SNE flags are assigned from title and abstract only. Papers that describe implementation work primarily in their methods or results sections — not in the abstract — may be underclassified on S₂ or W axes.
Machine-translated titles and summaries, especially for Chinese and specialized Japanese technical content, may contain errors. Transliterated terms (e.g., specific chemical names, proprietary technologies) are particularly prone to mistranslation.
The ≥ 85 threshold was set conservatively to prioritize precision over recall. Boundary papers (score 70–84) may be relevant but are not published. The threshold is subject to periodic review.
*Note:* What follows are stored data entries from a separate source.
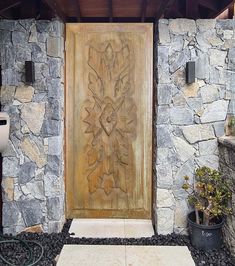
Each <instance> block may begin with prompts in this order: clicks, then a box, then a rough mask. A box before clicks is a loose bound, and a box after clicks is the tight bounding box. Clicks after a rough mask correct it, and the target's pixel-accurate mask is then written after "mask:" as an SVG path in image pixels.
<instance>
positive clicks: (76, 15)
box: [74, 0, 82, 22]
mask: <svg viewBox="0 0 235 266" xmlns="http://www.w3.org/2000/svg"><path fill="white" fill-rule="evenodd" d="M74 1H75V5H76V18H77V22H81V21H82V16H81V9H80V2H79V0H74Z"/></svg>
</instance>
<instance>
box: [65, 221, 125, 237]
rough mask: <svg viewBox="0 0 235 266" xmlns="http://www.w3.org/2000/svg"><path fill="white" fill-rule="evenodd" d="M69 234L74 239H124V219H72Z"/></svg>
mask: <svg viewBox="0 0 235 266" xmlns="http://www.w3.org/2000/svg"><path fill="white" fill-rule="evenodd" d="M69 232H70V233H75V236H74V237H94V238H105V237H109V238H111V237H121V238H124V237H125V231H124V219H74V220H73V222H72V224H71V227H70V230H69Z"/></svg>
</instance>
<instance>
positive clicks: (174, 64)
mask: <svg viewBox="0 0 235 266" xmlns="http://www.w3.org/2000/svg"><path fill="white" fill-rule="evenodd" d="M156 34H158V44H157V58H156V59H155V60H157V63H156V64H157V72H158V73H157V98H158V99H157V125H156V127H157V128H156V134H157V162H156V173H157V178H156V179H157V190H156V198H157V204H156V218H155V220H156V229H157V232H158V233H159V234H169V233H172V232H176V233H186V230H185V228H186V226H187V224H186V216H187V213H188V211H189V206H188V204H187V200H186V198H187V194H186V193H185V192H184V190H183V189H182V188H181V186H182V184H183V176H184V175H188V176H189V177H190V179H191V181H192V180H193V174H194V170H195V169H196V168H197V167H198V166H203V165H206V166H209V167H212V168H216V169H217V168H218V166H219V156H218V155H219V154H218V144H217V137H221V136H222V135H223V134H224V124H225V119H226V115H227V112H228V107H229V102H230V98H231V88H232V77H234V74H235V73H234V70H235V64H234V53H235V48H234V46H235V45H234V40H233V21H232V20H197V21H194V20H187V19H174V20H164V19H163V20H160V21H159V25H158V32H157V33H156ZM188 61H195V63H196V82H195V83H193V84H186V78H185V77H186V75H185V67H186V62H188Z"/></svg>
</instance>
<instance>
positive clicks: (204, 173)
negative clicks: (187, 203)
mask: <svg viewBox="0 0 235 266" xmlns="http://www.w3.org/2000/svg"><path fill="white" fill-rule="evenodd" d="M182 188H183V189H184V190H185V191H186V192H187V193H188V201H189V204H190V205H191V206H192V207H194V211H193V212H191V213H189V215H188V225H189V235H190V238H191V243H192V245H193V246H194V247H196V248H199V249H203V250H209V249H219V248H220V247H221V244H222V227H223V224H224V217H225V216H226V215H228V214H230V213H231V212H232V210H231V208H230V207H229V201H230V199H231V197H232V192H231V190H230V181H229V180H227V179H225V178H224V177H223V176H222V175H221V173H220V172H219V171H217V170H214V169H211V168H209V167H205V166H204V167H200V168H198V169H196V172H195V181H194V183H193V184H190V183H189V177H188V176H184V184H183V186H182Z"/></svg>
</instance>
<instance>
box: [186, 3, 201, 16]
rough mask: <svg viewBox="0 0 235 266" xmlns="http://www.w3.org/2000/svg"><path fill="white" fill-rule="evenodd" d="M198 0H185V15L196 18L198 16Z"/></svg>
mask: <svg viewBox="0 0 235 266" xmlns="http://www.w3.org/2000/svg"><path fill="white" fill-rule="evenodd" d="M198 13H199V9H198V0H186V17H187V18H191V19H197V18H198V17H199V14H198Z"/></svg>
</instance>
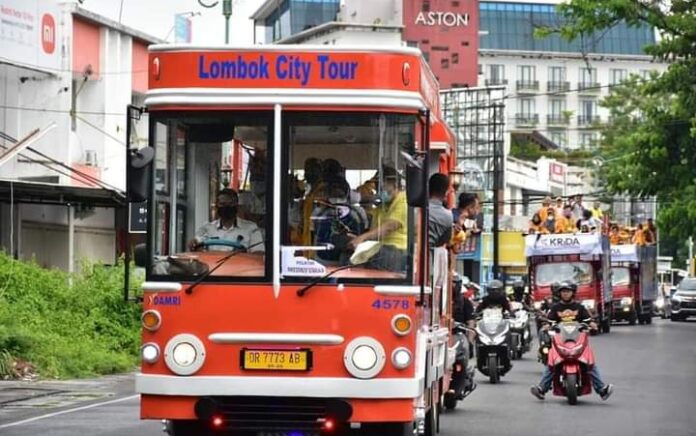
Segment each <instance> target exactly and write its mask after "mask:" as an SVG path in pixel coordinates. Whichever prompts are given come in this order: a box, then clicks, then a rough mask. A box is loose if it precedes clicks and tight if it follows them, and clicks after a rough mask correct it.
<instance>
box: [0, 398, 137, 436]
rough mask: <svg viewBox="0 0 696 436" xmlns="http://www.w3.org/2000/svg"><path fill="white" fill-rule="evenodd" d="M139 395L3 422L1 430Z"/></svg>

ChinaRxiv coverage began in 2026 and is not yet systematically evaluated. OpenAlex CN affiliation detection may miss papers from Chinese authors at non-Chinese institutions. ChinaXiv (OAI-PMH) is currently blocked and unavailable.
gxceed is operated by a single independent researcher. Editorial decisions, threshold adjustments, and resolver maintenance reflect individual judgment rather than institutional peer review.